En México ha costado siglos y vidas construir el referente laico que garantiza esa libertad; pero también ha existido la presión de grupos que no aceptan tal principio, valor y forma de convivencia
Reza el dicho popular: “Nadie sabe lo que tiene hasta que lo ve perdido”, el cual aplica a un sin número de situaciones, objetos, circunstancias, como es el caso de vivir en un país cuya Constitución otorga a los individuos la libertad de creer en cualquier filosofía o cuerpo de valores cívicos que favorezca la convivencia respetosa, fundada en la mayor libertad del hombre, su libertad de pensamiento, y por consecuencia, de elegir su forma de ser y vivir sin más limitaciones que el respeto a los derechos de los demás, consagrados de manera precisa en nuestra Carta Magna, incluyendo, aunque parezca reiterativo, la elección de cualquier credo que la humanidad ha conformado ante sus cuestionamientos y respuestas ontológicas.

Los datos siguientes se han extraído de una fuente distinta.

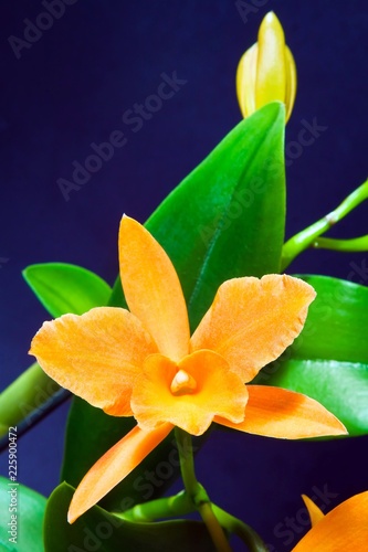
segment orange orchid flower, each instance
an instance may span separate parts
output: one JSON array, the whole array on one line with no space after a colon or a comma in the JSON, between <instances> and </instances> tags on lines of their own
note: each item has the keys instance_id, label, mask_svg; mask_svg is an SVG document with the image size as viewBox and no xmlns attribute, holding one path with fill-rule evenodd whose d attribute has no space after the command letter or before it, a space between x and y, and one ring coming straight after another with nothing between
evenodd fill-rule
<instances>
[{"instance_id":1,"label":"orange orchid flower","mask_svg":"<svg viewBox=\"0 0 368 552\"><path fill-rule=\"evenodd\" d=\"M345 500L326 516L303 496L312 529L292 552L366 552L368 549L368 491Z\"/></svg>"},{"instance_id":2,"label":"orange orchid flower","mask_svg":"<svg viewBox=\"0 0 368 552\"><path fill-rule=\"evenodd\" d=\"M190 338L177 273L149 232L124 216L122 284L129 311L94 308L44 322L32 341L43 370L113 416L137 426L90 469L69 511L73 522L126 477L175 427L201 435L214 421L280 438L346 433L316 401L249 385L301 332L315 297L290 276L224 282Z\"/></svg>"}]
</instances>

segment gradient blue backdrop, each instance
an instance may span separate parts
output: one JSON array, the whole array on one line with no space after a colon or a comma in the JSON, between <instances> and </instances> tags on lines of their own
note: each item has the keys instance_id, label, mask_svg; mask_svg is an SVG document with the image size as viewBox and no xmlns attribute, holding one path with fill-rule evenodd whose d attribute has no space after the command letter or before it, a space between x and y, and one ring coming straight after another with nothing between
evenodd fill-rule
<instances>
[{"instance_id":1,"label":"gradient blue backdrop","mask_svg":"<svg viewBox=\"0 0 368 552\"><path fill-rule=\"evenodd\" d=\"M242 18L230 0L77 0L17 59L9 36L23 38L23 20L34 22L45 10L41 1L2 2L0 258L8 261L0 268L1 388L30 364L30 340L46 318L22 268L75 263L113 283L122 213L144 222L240 120L235 68L265 12L281 19L298 68L286 142L297 139L303 119L327 127L287 168L287 235L366 178L367 2L248 4L252 10ZM123 114L174 71L187 83L133 132ZM65 201L57 179L71 179L73 161L83 163L90 145L114 130L124 131L127 144ZM360 208L333 235L365 233L367 209ZM354 268L366 263L365 254L307 252L293 270L341 278L355 270L367 284ZM57 485L66 412L64 405L19 442L20 481L44 495ZM327 489L330 508L368 488L367 445L367 438L283 443L217 434L199 454L198 473L213 500L284 552L305 530L301 492ZM286 518L296 518L296 529L285 528L293 523Z\"/></svg>"}]
</instances>

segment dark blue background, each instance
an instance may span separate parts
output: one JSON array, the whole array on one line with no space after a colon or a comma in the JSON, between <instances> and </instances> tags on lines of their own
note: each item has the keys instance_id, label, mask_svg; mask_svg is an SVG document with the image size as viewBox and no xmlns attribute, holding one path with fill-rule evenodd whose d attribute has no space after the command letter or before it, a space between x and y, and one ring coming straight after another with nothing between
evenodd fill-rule
<instances>
[{"instance_id":1,"label":"dark blue background","mask_svg":"<svg viewBox=\"0 0 368 552\"><path fill-rule=\"evenodd\" d=\"M281 19L298 68L286 142L297 139L303 119L316 117L328 127L287 168L287 235L326 214L366 178L367 2L248 3L253 11L245 22L230 0L78 0L18 60L8 38L22 38L24 18L35 21L44 8L41 1L2 2L0 257L8 262L0 268L1 386L30 364L30 340L46 318L22 268L75 263L113 283L122 213L144 222L240 120L235 68L265 12ZM162 72L174 71L187 84L134 134L123 113L155 94ZM66 202L57 179L71 179L72 162L83 163L90 145L116 129L125 131L126 146ZM332 235L367 233L366 209ZM307 252L293 270L347 278L351 263L364 262L365 254ZM19 442L20 480L45 495L57 485L66 410ZM336 495L328 509L368 488L367 444L218 434L199 454L198 473L213 500L283 552L305 528L301 492L327 486ZM6 455L1 461L6 475ZM288 533L286 517L298 519Z\"/></svg>"}]
</instances>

Los problemas surgen cuando en la familia o la escuela, la generación adulta inculca su propia elección a los hijos y alumnos en lugar de prepararlos para recorrer la senda que los coloque tarde o temprano en la certeza de hacer uso de su capacidad de elegir, y elija libremente. Un asunto bastante complejo porque esta entorpecido por el temor que esa libertad una vez ejercida, no coincida con los valores generalmente impuestos, bajo el contrato social promovido y aceptado para construir la identidad sociopolítica elegida por la sociedad de la cual se forma parte. Porque precisamente la libertad de pensamiento conlleva el riesgo, la necesidad, el germen mismo de la divergencia, incluso de la disidencia, de ahí que los procesos educativos familiares y públicos promuevan la unidad, a veces la uniformidad, bajo la norma.

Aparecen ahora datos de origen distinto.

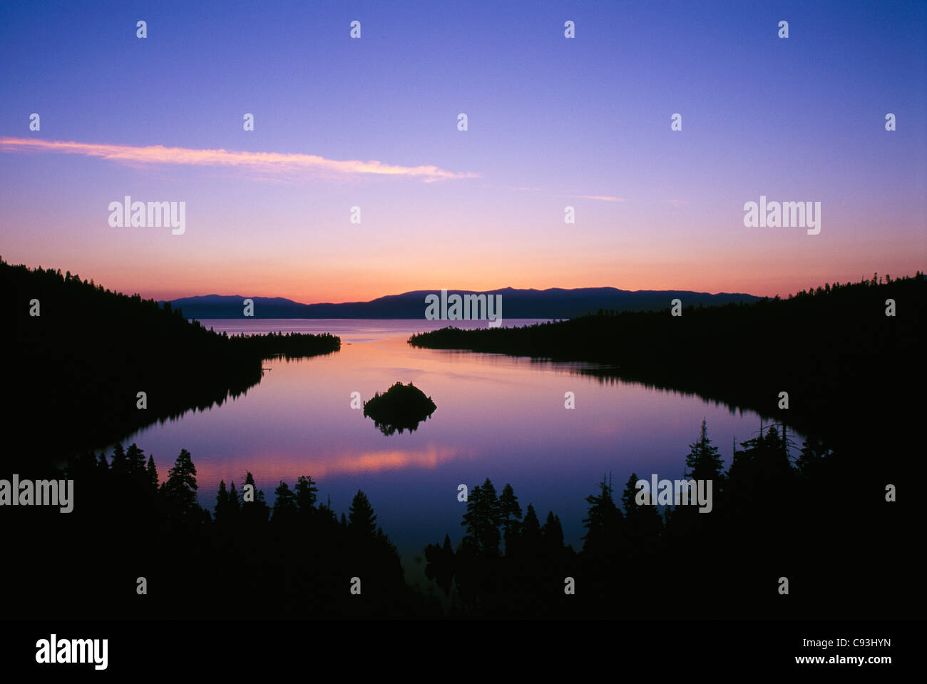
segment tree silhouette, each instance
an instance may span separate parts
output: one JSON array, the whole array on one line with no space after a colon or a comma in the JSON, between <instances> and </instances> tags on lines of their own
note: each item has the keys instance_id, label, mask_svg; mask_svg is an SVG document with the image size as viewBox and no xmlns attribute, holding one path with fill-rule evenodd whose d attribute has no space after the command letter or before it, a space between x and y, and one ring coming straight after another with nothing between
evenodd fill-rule
<instances>
[{"instance_id":1,"label":"tree silhouette","mask_svg":"<svg viewBox=\"0 0 927 684\"><path fill-rule=\"evenodd\" d=\"M511 543L521 527L522 518L521 506L518 505L518 498L512 485L506 484L502 488L502 494L499 497L499 507L502 518L502 538L505 540L505 552L508 553Z\"/></svg>"},{"instance_id":2,"label":"tree silhouette","mask_svg":"<svg viewBox=\"0 0 927 684\"><path fill-rule=\"evenodd\" d=\"M161 485L161 492L181 513L187 514L197 508L197 467L185 449L181 450L174 466L168 471L168 479Z\"/></svg>"},{"instance_id":3,"label":"tree silhouette","mask_svg":"<svg viewBox=\"0 0 927 684\"><path fill-rule=\"evenodd\" d=\"M296 503L299 513L307 513L315 506L319 488L310 475L299 475L296 483Z\"/></svg>"},{"instance_id":4,"label":"tree silhouette","mask_svg":"<svg viewBox=\"0 0 927 684\"><path fill-rule=\"evenodd\" d=\"M350 508L348 509L349 528L371 537L376 534L376 515L374 514L374 507L370 505L367 495L360 489L351 500Z\"/></svg>"}]
</instances>

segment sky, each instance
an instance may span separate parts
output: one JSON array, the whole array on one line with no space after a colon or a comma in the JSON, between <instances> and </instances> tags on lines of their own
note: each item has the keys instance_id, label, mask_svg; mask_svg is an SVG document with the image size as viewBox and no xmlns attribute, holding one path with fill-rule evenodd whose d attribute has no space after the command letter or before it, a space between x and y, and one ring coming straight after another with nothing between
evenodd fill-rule
<instances>
[{"instance_id":1,"label":"sky","mask_svg":"<svg viewBox=\"0 0 927 684\"><path fill-rule=\"evenodd\" d=\"M925 45L923 2L6 3L0 256L305 303L913 274ZM745 226L761 196L820 233Z\"/></svg>"}]
</instances>

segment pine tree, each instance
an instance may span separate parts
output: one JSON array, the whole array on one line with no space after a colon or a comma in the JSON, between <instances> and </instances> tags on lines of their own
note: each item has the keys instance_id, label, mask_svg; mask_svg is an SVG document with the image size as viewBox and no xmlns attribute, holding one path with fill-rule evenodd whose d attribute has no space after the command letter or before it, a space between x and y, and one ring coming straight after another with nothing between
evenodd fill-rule
<instances>
[{"instance_id":1,"label":"pine tree","mask_svg":"<svg viewBox=\"0 0 927 684\"><path fill-rule=\"evenodd\" d=\"M158 489L158 468L155 466L155 459L153 456L148 456L148 467L147 467L148 482L157 490Z\"/></svg>"},{"instance_id":2,"label":"pine tree","mask_svg":"<svg viewBox=\"0 0 927 684\"><path fill-rule=\"evenodd\" d=\"M254 500L251 501L245 500L245 489L248 485L254 488ZM242 519L252 525L266 523L271 513L271 509L264 500L264 492L258 488L251 471L248 471L245 474L245 485L242 487L241 512Z\"/></svg>"},{"instance_id":3,"label":"pine tree","mask_svg":"<svg viewBox=\"0 0 927 684\"><path fill-rule=\"evenodd\" d=\"M373 537L376 534L375 521L376 515L374 514L374 507L370 505L367 495L358 489L348 509L348 526Z\"/></svg>"},{"instance_id":4,"label":"pine tree","mask_svg":"<svg viewBox=\"0 0 927 684\"><path fill-rule=\"evenodd\" d=\"M109 459L109 471L116 475L122 475L126 472L125 450L121 444L113 447L113 455Z\"/></svg>"},{"instance_id":5,"label":"pine tree","mask_svg":"<svg viewBox=\"0 0 927 684\"><path fill-rule=\"evenodd\" d=\"M547 521L540 528L540 537L549 551L558 553L564 550L564 527L560 524L560 516L553 511L547 513Z\"/></svg>"},{"instance_id":6,"label":"pine tree","mask_svg":"<svg viewBox=\"0 0 927 684\"><path fill-rule=\"evenodd\" d=\"M502 535L499 531L502 524L502 505L496 496L496 488L489 478L480 487L475 487L467 498L466 513L463 525L466 526L465 539L468 539L478 553L495 558L499 555Z\"/></svg>"},{"instance_id":7,"label":"pine tree","mask_svg":"<svg viewBox=\"0 0 927 684\"><path fill-rule=\"evenodd\" d=\"M296 503L299 513L305 513L315 505L316 492L319 488L315 487L312 478L309 475L299 475L296 483Z\"/></svg>"},{"instance_id":8,"label":"pine tree","mask_svg":"<svg viewBox=\"0 0 927 684\"><path fill-rule=\"evenodd\" d=\"M702 421L702 434L698 441L690 444L689 449L686 467L690 472L685 476L695 480L712 480L715 491L719 491L724 478L724 464L717 453L717 447L713 447L708 438L705 420Z\"/></svg>"},{"instance_id":9,"label":"pine tree","mask_svg":"<svg viewBox=\"0 0 927 684\"><path fill-rule=\"evenodd\" d=\"M235 488L235 480L232 480L232 486L229 488L228 508L226 510L231 516L236 516L241 511L241 504L238 502L238 492Z\"/></svg>"},{"instance_id":10,"label":"pine tree","mask_svg":"<svg viewBox=\"0 0 927 684\"><path fill-rule=\"evenodd\" d=\"M289 486L281 480L280 486L273 491L273 494L276 499L273 501L273 517L272 520L274 523L291 520L297 512L297 504L296 496L289 488Z\"/></svg>"},{"instance_id":11,"label":"pine tree","mask_svg":"<svg viewBox=\"0 0 927 684\"><path fill-rule=\"evenodd\" d=\"M219 493L216 494L216 522L225 519L229 505L229 493L225 489L225 480L219 480Z\"/></svg>"},{"instance_id":12,"label":"pine tree","mask_svg":"<svg viewBox=\"0 0 927 684\"><path fill-rule=\"evenodd\" d=\"M541 541L540 521L538 520L534 506L529 503L525 511L521 534L518 536L518 552L527 557L534 557L540 551Z\"/></svg>"},{"instance_id":13,"label":"pine tree","mask_svg":"<svg viewBox=\"0 0 927 684\"><path fill-rule=\"evenodd\" d=\"M612 499L612 478L606 483L604 475L598 485L598 496L586 497L589 517L583 519L586 534L583 536L583 551L605 553L613 550L623 532L624 516Z\"/></svg>"},{"instance_id":14,"label":"pine tree","mask_svg":"<svg viewBox=\"0 0 927 684\"><path fill-rule=\"evenodd\" d=\"M125 454L126 470L129 473L140 473L145 470L145 452L133 442Z\"/></svg>"},{"instance_id":15,"label":"pine tree","mask_svg":"<svg viewBox=\"0 0 927 684\"><path fill-rule=\"evenodd\" d=\"M190 452L185 449L168 471L168 479L161 485L165 498L186 514L197 509L197 467L193 464Z\"/></svg>"}]
</instances>

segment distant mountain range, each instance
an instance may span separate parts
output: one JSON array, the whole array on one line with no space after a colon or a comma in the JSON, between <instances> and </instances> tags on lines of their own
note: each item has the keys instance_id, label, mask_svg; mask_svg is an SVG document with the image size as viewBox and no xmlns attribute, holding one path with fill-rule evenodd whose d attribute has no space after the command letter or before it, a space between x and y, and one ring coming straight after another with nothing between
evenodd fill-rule
<instances>
[{"instance_id":1,"label":"distant mountain range","mask_svg":"<svg viewBox=\"0 0 927 684\"><path fill-rule=\"evenodd\" d=\"M371 301L352 301L342 304L300 304L282 297L251 297L205 295L171 300L173 308L181 307L187 318L242 318L243 301L254 301L254 318L367 318L416 319L425 318L425 298L440 290L415 290L401 295L387 295ZM679 298L682 306L722 306L730 302L751 302L762 298L755 295L711 295L688 290L619 290L616 287L580 287L565 290L552 287L546 290L517 290L505 287L477 293L474 290L448 290L451 294L502 295L502 319L506 318L575 318L599 309L622 311L667 309L670 300ZM163 302L162 302L163 305Z\"/></svg>"}]
</instances>

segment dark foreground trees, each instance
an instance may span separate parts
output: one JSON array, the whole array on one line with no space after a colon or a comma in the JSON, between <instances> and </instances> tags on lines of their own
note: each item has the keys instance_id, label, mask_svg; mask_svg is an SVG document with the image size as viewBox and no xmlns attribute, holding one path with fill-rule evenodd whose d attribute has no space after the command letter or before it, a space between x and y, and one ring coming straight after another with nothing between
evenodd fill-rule
<instances>
[{"instance_id":1,"label":"dark foreground trees","mask_svg":"<svg viewBox=\"0 0 927 684\"><path fill-rule=\"evenodd\" d=\"M58 474L60 475L60 474ZM3 570L11 617L409 617L438 614L411 589L396 547L359 491L350 523L317 505L309 476L281 482L273 508L250 473L220 483L215 513L197 501L193 459L181 451L163 483L136 445L110 460L87 453L64 476L70 513L5 507ZM25 510L24 510L25 509ZM39 540L37 543L36 540ZM145 577L146 594L136 591ZM350 593L352 578L360 594Z\"/></svg>"},{"instance_id":2,"label":"dark foreground trees","mask_svg":"<svg viewBox=\"0 0 927 684\"><path fill-rule=\"evenodd\" d=\"M741 443L725 471L703 423L677 476L711 480L711 511L684 503L641 505L636 474L620 497L611 476L603 477L586 500L578 553L564 545L552 513L539 526L528 504L524 521L513 526L511 516L501 514L487 479L467 501L462 523L466 532L456 551L449 537L443 545L425 549L426 575L451 597L451 614L461 616L904 614L900 604L883 602L903 594L885 586L863 590L857 584L883 568L864 546L854 550L855 531L837 524L846 503L838 462L839 454L819 442L808 440L799 450L781 425L761 425L755 437ZM642 478L649 480L649 474ZM503 491L506 500L517 500L511 486ZM890 520L892 504L881 489L873 488L872 494L852 503L852 517ZM819 526L827 520L834 525L822 533ZM504 549L498 545L501 534ZM846 564L847 557L853 564ZM781 577L789 580L788 595L780 593Z\"/></svg>"}]
</instances>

Cuando la norma se esclerosa, es fácil rebase el límite, se vuelva horma y promueva la intolerancia y el dogma único, universal, inamovible, inalterable al que todos deben sumarse, para enfrentar la vida según su propia concepción. Lo anterior acarrea la tarea de convertir a los demás, de sumarlos a toda costa para ser aceptados, reconocidos como iguales. Incluye por supuesto la contraparte, el desconocimiento y el rechazo hasta el punto del odio a quien piense, o crea diferente.

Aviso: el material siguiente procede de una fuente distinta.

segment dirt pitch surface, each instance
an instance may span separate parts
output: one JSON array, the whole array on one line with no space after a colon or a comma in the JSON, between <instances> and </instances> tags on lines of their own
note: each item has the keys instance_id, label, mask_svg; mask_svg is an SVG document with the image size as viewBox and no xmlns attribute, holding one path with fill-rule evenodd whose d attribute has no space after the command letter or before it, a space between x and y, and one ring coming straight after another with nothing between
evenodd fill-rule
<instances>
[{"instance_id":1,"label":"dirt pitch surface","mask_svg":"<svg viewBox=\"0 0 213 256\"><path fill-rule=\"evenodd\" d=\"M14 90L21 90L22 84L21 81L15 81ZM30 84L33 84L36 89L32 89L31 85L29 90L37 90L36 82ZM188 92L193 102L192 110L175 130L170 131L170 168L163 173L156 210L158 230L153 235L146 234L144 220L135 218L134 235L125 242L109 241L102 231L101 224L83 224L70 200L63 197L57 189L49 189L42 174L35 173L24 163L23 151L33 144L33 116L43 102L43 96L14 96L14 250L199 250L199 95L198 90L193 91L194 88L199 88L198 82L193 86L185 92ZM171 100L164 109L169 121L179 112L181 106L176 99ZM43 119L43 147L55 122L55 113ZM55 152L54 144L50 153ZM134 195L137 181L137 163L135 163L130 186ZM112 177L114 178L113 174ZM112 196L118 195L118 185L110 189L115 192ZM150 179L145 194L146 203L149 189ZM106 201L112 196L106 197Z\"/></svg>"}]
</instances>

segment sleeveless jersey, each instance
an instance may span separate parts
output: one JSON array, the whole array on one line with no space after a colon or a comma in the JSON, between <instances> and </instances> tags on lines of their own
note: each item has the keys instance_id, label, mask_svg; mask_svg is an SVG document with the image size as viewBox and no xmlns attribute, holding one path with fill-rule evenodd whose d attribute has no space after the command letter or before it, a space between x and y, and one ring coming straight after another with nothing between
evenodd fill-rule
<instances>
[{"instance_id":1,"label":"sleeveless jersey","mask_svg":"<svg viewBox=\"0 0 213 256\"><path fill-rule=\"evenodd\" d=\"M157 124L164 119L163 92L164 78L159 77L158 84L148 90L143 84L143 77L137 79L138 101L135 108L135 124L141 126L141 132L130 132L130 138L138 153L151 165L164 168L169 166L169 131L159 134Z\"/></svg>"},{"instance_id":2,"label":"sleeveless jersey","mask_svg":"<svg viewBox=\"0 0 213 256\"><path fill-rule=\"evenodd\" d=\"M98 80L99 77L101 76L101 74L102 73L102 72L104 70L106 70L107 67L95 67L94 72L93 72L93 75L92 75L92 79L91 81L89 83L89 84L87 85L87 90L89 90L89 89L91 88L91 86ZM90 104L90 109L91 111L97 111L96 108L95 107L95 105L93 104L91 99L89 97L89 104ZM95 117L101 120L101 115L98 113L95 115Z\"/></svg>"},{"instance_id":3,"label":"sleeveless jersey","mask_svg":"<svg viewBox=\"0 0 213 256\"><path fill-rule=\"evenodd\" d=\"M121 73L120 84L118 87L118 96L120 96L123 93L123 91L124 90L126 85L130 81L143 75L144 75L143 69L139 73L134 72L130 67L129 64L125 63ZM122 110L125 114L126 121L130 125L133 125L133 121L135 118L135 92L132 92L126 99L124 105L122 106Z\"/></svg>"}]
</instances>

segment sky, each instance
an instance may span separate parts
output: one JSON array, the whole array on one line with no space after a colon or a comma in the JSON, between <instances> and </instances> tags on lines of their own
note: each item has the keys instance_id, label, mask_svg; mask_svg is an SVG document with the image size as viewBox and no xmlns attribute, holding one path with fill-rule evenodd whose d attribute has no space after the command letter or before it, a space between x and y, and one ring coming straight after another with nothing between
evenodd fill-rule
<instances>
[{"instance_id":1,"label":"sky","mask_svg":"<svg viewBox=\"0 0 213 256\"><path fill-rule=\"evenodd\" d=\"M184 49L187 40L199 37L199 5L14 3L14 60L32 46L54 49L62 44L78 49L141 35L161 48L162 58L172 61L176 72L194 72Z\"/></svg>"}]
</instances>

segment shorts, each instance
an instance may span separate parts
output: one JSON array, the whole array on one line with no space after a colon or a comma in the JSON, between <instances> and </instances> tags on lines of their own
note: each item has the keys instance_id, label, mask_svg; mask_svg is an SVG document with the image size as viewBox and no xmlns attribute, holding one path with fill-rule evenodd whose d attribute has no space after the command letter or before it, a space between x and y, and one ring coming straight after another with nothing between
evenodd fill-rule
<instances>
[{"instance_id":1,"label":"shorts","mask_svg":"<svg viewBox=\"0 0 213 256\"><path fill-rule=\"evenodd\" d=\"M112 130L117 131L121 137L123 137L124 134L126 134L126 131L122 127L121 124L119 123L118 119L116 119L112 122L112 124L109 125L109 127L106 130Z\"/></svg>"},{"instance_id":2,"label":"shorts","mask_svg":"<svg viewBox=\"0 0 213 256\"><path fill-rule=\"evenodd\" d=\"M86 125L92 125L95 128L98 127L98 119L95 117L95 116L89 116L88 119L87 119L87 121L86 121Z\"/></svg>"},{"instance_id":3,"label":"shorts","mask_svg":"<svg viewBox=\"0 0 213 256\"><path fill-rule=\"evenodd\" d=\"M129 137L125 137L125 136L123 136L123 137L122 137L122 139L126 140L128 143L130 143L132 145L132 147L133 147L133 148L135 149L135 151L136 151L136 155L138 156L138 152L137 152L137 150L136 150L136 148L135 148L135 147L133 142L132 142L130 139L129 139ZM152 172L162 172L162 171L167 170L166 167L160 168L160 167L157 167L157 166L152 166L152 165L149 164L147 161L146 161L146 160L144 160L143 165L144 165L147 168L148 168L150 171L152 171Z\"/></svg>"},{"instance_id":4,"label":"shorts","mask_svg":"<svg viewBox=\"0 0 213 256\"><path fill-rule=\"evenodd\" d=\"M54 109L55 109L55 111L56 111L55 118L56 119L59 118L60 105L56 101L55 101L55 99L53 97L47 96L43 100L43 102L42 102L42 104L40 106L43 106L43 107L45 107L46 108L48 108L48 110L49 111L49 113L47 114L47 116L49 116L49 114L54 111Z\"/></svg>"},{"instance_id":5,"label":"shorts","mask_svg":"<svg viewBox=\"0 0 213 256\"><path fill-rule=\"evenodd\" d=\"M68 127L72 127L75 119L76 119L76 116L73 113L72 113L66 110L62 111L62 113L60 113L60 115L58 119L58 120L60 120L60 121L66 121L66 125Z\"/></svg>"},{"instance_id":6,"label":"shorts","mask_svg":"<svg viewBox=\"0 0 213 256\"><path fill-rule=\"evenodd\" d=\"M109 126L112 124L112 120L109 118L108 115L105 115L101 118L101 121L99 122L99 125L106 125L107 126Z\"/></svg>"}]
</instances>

En México ha costado siglos y vidas construir el referente laico que garantiza esa libertad; pero también ha existido la presión de grupos que no aceptan tal principio, valor y forma de convivencia, y han pugnado por su desaparición trastocando incluso los ámbitos de lo privado y de lo público, de lo interno y externo, de lo individual y lo social; de abatir tal precepto constitucional. Ciegos, con la ceguera que infunde todo dogma, insisten en cancelar la semilla de la convivencia pacífica bajo el principio de pensar sin ataduras. ¡Veamos en el mundo cuando se va en contrario, valoremos lo que tenemos!